About the job
Join the Founding Team as a DevOps Engineer!
Location: San Francisco Bay Area
Type: Full-Time
Compensation: Competitive salary plus meaningful equity at the founding tier.
Supported by 8VC, we are on a mission to assemble an exceptional team addressing one of the industry's most pressing infrastructure challenges.
About the Role
We are developing an AI-native, multi-tenant enterprise platform designed for complex industrial domains. In this cutting-edge architecture, the role of DevOps extends beyond just feature delivery; it encompasses operationalizing intelligent agents, ensuring traceability across AI systems, and maintaining mission-critical machine learning infrastructure at scale.
We are seeking a passionate DevOps engineer who will take ownership of our infrastructure from Day 1, automating everything from CI/CD processes to observability, cloud governance, and security protocols. You will collaborate with a highly skilled team focused on building real-time AI pipelines and multi-agent systems.

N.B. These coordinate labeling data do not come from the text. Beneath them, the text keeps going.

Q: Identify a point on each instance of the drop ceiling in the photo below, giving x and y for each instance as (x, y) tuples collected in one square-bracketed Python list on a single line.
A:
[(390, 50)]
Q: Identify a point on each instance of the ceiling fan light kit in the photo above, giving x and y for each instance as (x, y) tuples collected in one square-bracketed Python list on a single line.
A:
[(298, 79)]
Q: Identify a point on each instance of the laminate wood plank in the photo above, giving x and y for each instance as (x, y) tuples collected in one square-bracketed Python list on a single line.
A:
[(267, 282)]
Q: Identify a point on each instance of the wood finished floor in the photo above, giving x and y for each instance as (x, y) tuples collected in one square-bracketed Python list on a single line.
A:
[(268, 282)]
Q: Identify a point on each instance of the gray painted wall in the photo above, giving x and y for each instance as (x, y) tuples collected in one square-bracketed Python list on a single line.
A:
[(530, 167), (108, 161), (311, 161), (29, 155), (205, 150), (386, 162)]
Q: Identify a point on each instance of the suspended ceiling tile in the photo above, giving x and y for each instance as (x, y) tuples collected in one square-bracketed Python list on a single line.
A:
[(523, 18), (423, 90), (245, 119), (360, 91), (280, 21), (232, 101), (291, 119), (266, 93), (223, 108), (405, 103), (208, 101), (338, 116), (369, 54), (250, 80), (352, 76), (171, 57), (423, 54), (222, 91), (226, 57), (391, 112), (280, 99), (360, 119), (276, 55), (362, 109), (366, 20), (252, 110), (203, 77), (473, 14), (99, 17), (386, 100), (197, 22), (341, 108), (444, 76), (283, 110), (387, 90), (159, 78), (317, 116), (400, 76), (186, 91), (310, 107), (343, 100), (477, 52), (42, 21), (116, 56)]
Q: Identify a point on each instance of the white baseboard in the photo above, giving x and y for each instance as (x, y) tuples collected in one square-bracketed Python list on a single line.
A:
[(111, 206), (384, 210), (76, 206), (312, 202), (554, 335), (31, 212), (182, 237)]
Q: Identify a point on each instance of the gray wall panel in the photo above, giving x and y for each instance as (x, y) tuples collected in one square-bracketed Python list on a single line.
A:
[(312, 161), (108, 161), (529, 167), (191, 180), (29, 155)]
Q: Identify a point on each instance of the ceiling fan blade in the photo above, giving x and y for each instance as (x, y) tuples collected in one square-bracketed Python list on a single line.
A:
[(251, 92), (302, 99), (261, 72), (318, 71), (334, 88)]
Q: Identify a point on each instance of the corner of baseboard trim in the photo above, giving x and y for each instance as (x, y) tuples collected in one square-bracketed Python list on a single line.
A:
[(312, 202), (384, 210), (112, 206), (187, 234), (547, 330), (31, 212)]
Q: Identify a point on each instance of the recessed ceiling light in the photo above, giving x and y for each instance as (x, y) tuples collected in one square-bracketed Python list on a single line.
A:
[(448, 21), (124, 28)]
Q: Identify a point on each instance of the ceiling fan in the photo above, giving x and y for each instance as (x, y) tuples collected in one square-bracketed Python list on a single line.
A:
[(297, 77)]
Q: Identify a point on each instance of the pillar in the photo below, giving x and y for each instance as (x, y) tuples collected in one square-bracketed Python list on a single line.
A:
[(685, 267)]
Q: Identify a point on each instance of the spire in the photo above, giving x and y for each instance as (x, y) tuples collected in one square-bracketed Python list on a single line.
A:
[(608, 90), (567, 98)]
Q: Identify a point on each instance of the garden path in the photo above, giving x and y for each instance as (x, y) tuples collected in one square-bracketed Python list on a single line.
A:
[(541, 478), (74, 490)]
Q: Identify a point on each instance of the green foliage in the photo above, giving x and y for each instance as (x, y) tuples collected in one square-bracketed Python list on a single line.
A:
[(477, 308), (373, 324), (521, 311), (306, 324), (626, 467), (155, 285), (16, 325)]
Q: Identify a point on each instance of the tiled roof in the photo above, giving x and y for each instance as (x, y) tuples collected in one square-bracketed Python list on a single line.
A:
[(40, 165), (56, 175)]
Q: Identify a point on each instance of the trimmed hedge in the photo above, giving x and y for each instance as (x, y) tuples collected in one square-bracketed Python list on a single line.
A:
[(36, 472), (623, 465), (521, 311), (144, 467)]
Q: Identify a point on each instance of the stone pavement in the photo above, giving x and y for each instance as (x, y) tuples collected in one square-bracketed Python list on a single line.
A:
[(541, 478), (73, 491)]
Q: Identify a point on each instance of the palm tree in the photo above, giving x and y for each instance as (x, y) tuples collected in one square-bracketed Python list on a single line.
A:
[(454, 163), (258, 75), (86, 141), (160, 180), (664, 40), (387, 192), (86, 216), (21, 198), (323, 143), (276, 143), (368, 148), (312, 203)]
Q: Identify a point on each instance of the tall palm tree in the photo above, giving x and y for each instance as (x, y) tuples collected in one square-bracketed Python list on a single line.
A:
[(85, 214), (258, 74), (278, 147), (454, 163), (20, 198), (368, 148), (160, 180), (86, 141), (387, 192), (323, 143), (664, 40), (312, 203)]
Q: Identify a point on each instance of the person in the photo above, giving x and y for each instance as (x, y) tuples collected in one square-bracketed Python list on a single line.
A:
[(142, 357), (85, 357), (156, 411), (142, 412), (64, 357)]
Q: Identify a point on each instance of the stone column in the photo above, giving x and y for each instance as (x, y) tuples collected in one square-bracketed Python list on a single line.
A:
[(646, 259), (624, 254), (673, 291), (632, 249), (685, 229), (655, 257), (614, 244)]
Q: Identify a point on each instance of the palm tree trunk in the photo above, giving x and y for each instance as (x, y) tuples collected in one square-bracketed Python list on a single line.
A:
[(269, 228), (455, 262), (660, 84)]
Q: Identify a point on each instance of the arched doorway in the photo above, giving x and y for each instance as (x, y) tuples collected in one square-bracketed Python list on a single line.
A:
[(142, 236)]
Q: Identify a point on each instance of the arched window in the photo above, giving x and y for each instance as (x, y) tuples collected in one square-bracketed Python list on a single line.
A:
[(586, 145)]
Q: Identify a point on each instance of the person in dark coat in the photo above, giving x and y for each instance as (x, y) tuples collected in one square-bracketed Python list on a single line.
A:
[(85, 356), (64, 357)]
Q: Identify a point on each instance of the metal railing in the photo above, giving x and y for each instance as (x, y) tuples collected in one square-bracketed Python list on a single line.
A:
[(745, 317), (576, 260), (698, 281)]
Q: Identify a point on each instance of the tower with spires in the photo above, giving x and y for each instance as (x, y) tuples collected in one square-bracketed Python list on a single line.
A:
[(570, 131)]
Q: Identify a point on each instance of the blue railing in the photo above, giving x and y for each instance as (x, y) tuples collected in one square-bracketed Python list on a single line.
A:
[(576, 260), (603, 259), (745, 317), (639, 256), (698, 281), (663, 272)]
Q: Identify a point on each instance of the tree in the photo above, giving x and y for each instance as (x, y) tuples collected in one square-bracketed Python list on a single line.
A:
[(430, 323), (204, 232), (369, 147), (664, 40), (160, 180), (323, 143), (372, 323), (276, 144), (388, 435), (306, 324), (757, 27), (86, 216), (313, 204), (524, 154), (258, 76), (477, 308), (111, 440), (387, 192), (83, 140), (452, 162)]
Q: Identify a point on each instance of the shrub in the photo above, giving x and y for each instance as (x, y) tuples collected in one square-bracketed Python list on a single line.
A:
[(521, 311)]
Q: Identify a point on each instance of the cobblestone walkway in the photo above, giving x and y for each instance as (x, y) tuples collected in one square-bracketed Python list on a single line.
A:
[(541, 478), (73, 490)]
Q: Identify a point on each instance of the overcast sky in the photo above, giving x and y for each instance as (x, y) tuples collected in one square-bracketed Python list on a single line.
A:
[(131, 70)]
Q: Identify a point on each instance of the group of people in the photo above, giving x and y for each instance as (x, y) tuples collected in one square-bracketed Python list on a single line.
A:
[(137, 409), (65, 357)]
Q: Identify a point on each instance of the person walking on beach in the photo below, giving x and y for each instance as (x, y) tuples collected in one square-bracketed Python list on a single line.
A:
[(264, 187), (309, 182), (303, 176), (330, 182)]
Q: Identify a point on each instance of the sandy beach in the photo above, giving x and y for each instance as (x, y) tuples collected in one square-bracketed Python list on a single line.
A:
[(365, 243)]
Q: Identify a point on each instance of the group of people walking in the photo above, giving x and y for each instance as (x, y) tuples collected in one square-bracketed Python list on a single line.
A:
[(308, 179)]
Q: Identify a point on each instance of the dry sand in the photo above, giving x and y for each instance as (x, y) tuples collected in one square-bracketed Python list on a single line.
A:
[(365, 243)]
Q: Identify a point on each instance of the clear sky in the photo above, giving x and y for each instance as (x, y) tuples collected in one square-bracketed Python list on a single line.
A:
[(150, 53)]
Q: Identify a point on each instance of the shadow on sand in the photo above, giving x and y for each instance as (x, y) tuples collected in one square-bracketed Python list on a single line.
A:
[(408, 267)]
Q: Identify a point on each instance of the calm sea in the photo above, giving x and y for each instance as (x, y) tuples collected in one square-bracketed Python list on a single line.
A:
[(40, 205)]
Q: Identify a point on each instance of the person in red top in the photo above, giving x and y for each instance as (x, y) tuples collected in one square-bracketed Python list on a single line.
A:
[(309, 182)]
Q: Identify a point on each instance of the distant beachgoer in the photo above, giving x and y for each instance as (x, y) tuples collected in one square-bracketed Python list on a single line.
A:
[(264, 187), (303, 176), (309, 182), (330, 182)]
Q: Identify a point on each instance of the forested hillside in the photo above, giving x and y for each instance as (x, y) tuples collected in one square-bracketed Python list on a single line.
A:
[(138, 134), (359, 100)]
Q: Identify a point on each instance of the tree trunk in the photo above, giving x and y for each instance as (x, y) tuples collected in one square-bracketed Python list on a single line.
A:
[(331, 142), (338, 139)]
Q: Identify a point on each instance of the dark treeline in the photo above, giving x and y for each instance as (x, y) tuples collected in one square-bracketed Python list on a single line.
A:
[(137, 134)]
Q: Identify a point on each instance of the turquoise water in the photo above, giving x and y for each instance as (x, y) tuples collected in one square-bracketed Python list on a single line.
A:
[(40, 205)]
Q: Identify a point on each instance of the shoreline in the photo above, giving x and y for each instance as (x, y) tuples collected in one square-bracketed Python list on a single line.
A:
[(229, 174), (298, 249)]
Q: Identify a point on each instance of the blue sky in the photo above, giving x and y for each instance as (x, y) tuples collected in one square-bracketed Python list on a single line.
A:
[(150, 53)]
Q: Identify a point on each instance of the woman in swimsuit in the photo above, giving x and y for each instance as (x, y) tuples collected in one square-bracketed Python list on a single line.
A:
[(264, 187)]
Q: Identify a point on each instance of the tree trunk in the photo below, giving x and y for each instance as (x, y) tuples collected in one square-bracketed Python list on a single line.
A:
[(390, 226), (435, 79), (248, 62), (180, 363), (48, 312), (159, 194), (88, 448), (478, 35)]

If you aspire to be the driving force behind a fast, secure, reliable, and explainable platform, this position is for you.
Key Responsibilities
Develop and maintain scalable cloud infrastructure across AWS, GCP, and Azure, prioritizing secure, tenant-isolated deployments.
Own and enhance CI/CD systems (e.g., GitHub Actions, ArgoCD) with progressive rollout, testing, and rollback strategies.
Establish observability tools across services, agents, and pipelines (including OpenTelemetry, Prometheus, Grafana, and Sentry).
Implement policy-as-code (OPA, Rego) to ensure deployment safety, RBAC, audit logging, and approval workflows.
Define and uphold SLAs, uptime targets (99.99%+), incident response, and remediation workflows.
Secure infrastructure through IAM, VPC, encryption, key management, image scanning, and secrets rotation.
Automate deployments, infrastructure provisioning (using Terraform, Helm), and environment replication.
Qualifications
Essential Experience:
4–10+ years of experience in DevOps, platform engineering, or Site Reliability Engineering (SRE) in production-grade systems.
Extensive experience with Docker, Kubernetes (EKS/GKE), and either Terraform or Pulumi.
Proven track record in deploying and monitoring distributed cloud applications.